A fronte dunque di una tale proliferazione di ricorsi, che aveva messo in crisi il sistema di tutela giurisdizionale, il legislatore è intervenuto con la disposizione censurata, limitando la possibilità di impugnare direttamente il ruolo e la cartella che si assume invalidamente notificata solo al ricorrere di determinate fattispecie attinenti a rapporti con la pubblica amministrazione.

A seguito dell’entrata in vigore della norma, rileva la Corte, la massa dei ricorsi si è poi in effetti notevolmente ridotta. A tale esito, tuttavia, si era giunti incidendo sull’ampiezza della tutela giurisdizionale, potendo peraltro il “bisogno” di tutela giurisdizionale manifestarsi anche in situazioni diverse da quelle considerate nella

norma censurata (quali, ad esempio, l’ipotesi di cessione di azienda e della responsabilità del cessionario ex art. 14 del Dlgs. 18 dicembre 1997, n. 472).
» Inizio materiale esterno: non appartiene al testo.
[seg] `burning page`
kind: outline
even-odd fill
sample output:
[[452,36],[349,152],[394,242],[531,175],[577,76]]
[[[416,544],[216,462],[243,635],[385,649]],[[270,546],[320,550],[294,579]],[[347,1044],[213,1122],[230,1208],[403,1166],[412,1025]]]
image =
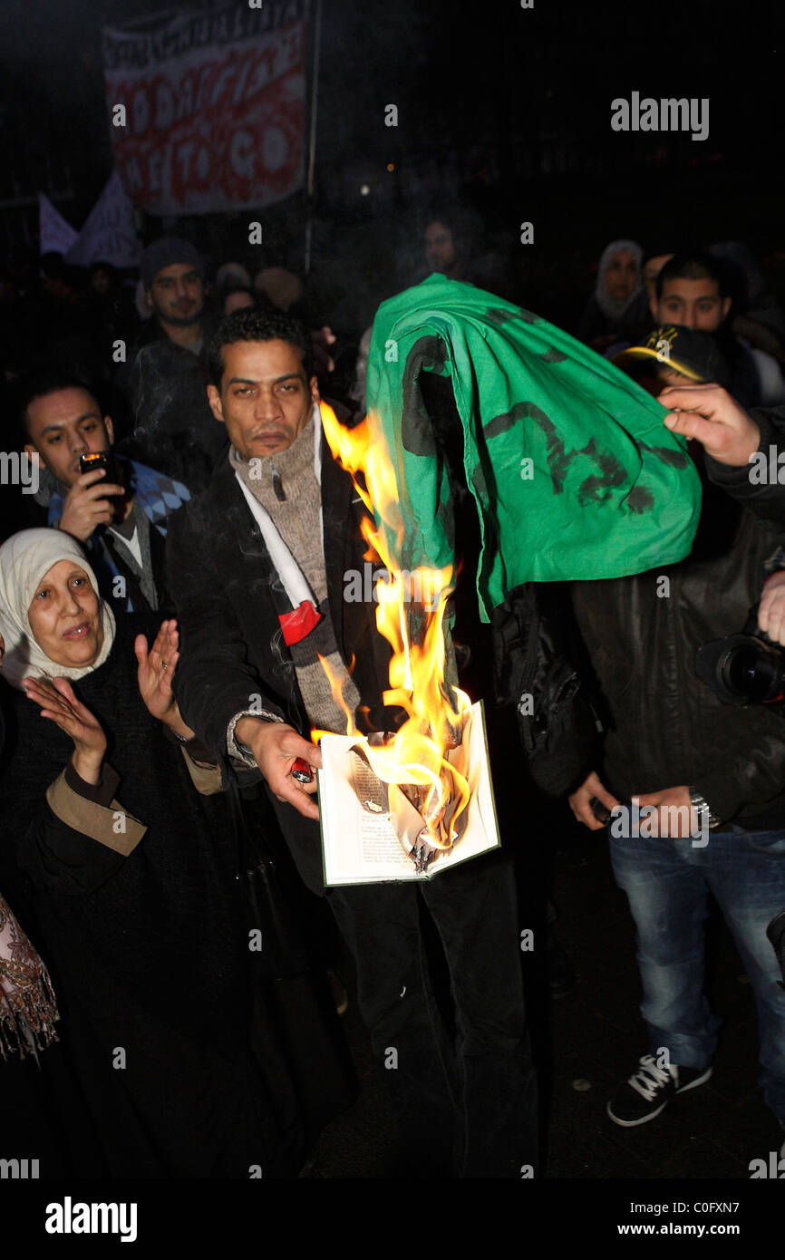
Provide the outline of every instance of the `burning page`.
[[[360,788],[357,799],[367,814],[379,806],[415,874],[423,874],[461,839],[470,801],[466,733],[471,702],[445,679],[445,611],[452,570],[418,567],[410,573],[396,568],[387,538],[402,542],[402,525],[381,426],[369,415],[355,428],[344,428],[324,403],[321,416],[334,456],[352,472],[365,507],[381,522],[377,527],[367,518],[363,534],[370,556],[387,570],[375,587],[377,626],[393,650],[391,685],[383,699],[402,708],[406,721],[392,736],[364,737],[333,678],[330,683],[347,714],[347,736],[354,737],[352,755],[367,764],[379,785]],[[312,732],[312,738],[320,737],[324,752],[325,732]],[[320,777],[320,800],[321,788]]]
[[[370,736],[370,740],[374,737]],[[467,788],[452,843],[431,845],[423,816],[399,784],[370,767],[365,741],[325,733],[319,779],[325,885],[382,883],[435,877],[499,844],[481,704],[466,714],[464,738],[450,752]]]

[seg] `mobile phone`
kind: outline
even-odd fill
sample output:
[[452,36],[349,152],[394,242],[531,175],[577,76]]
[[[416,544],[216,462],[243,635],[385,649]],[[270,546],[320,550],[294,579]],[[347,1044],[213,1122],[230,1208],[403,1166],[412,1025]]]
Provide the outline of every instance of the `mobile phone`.
[[[106,481],[112,485],[123,485],[117,461],[111,451],[91,451],[89,455],[79,455],[79,472],[93,472],[96,469],[106,471]],[[117,494],[107,494],[107,499],[121,498]]]
[[630,800],[620,801],[614,809],[609,809],[597,796],[592,796],[588,805],[597,822],[602,823],[604,827],[609,825],[614,814],[619,815],[622,810],[629,811],[633,809],[633,801]]

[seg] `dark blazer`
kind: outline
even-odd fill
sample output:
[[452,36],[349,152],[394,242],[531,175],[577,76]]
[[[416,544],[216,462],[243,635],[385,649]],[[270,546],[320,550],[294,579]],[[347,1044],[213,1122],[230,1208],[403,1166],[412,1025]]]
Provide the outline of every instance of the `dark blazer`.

In tutti questi casi, comunque, evidenzia la Consulta, a generare il bisogno di tutela giurisdizionale “anticipata” è, in realtà, la patologica situazione, tra l’altro già denunciata dalla stessa Corte con la sentenza n. 120 del 2021, della singolare esistenza di un magazzino di entrate non riscosse pari, come detto, ad oltre mille miliardi di euro, dove risultano affastellate cartelle che, seppur evidentemente prescritte, incombono sul contribuente e ne possono compromettere la “credibilità fiscale”.

La Corte, del resto, ricorda di essere già intervenuta sul tema, stigmatizzando il cosiddetto meccanismo scalare inverso, che, fra l’altro, ha addirittura rinviato fino al biennio 2038-2039 l’azione di controllo per i ruoli del 2000 e che, essendo basato sull’esame prioritario delle annualità più recenti, concorre alla stratificazione di crediti più “antichi”, non riscossi, e non suscettibili di riscossione.

Tanto premesso, venendo al giudizio sulla norma censurata, la Corte Costituzionale evidenzia che, in linea generale, l’abuso di quanti approfittano della vulnerabilità del sistema – dove spesso l’agente della riscossione non è in grado di fornire neppure la prova della regolare notifica – generando un preoccupante contenzioso seriale, non dovrebbe, in via sistematica, comprimere il bisogno di tutela “anticipata” dei soggetti (fossero anche pochi) che legittimamente lo invocano.

In ogni caso, però, conclude la Corte, il rimedio alla situazione prodottasi per effetto della norma censurata coinvolge profili rimessi alla discrezionalità del legislatore, potendo peraltro tale risultato essere ottenuto intervenendo in più direzioni, quali, da un lato, estendendo la possibilità di una tutela “anticipata” a fattispecie ulteriori e, dall’altro, agendo in radice, ovvero sulle patologie che ancora permangono nel sistema italiano della riscossione.

A tal fine la Corte formula comunque “il pressante auspicio che il Governo dia efficace attuazione ai princìpi e criteri direttivi per la revisione del sistema nazionale della riscossione contenuti nella delega conferitagli dall’art. 18 della L. 9 agosto 2023, n. 111 (Delega al Governo per la riforma fiscale)”.